The other day my first grader came home from school and excitedly told me about recess and how she was hanging out with her girlfriends. Then she said, “My friend told me they have a gun at their house. It’s just in case a bad guy comes in and she can’t see or touch it. So it’s OK, right Mom?”
A thousand thoughts swirled around inside my head. Was it OK? Where did they keep it? What if her friend decides to show her the gun when her parents aren’t looking? What if the parent accidentally left it out while cleaning it? What if there was an accident? What if they try to play with it even though it’s been strictly forbidden? What if it’s locked away like it’s supposed to be? Do I need to start asking parents prior to play dates if they own a gun and if it’s stored properly? The “what if” scenario went on and on in my head.

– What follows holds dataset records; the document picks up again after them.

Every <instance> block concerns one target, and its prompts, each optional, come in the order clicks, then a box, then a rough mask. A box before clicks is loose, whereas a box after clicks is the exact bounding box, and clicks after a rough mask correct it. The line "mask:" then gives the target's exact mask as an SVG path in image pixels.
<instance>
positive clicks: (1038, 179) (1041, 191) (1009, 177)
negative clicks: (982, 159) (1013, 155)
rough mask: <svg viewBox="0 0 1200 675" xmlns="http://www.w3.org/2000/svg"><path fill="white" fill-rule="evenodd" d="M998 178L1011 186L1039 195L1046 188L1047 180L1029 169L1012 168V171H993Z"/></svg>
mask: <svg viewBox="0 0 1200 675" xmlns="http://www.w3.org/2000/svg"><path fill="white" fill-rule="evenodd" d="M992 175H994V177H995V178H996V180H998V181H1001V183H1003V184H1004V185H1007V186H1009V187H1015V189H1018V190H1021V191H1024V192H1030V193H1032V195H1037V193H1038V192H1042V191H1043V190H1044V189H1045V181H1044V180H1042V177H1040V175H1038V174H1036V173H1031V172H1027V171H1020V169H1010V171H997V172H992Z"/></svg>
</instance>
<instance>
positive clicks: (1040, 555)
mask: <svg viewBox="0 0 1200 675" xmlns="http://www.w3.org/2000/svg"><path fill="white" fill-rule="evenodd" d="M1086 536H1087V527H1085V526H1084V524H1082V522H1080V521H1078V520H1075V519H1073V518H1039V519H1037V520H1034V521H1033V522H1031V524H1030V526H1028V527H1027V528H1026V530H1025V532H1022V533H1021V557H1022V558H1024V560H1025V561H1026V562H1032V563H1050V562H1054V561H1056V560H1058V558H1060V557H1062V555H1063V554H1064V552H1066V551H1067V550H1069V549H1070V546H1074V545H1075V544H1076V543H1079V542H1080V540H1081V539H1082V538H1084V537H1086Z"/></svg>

But back to my daughter’s question.
I was not sure how to answer exactly. I knew the most important topic to discuss here was not my stance on gun control. This is about the safety of my daughter and her knowledge on the topic. I needed to educate her about the dangers and how to be safe in a situation where a gun is present in case I am not there. I explained that our constitution allows us to bear arms, to defend ourselves, our family and what belongs to us. I tried my best not to be the mom who tells my kid what to think. I wanted her to have her own opinions and make her own decisions. I also want her to stay safe and to make good decisions while she is away from me.
I then tried answering her question by reminding her how all families are different. Some families choose to protect themselves with guns, while others rely on security systems, dogs or other weapons. Some families just trust the goodness of humans and do little to protect themselves. I told her that it sounded like her friend’s family believes that having a gun in the house is the best protection. They did the right thing by informing their children about it and explaining the safety rules. I told her as well that if she ever sees a gun, she needs to leave the room immediately to find an adult that she trusts. I let her know if an accident happens with a gun, it would be very bad and possibly deadly. I reinforced the fact that it’s OK to tell on someone for finding a real gun and playing with it. She could be saving a life by being brave and letting a grown up know.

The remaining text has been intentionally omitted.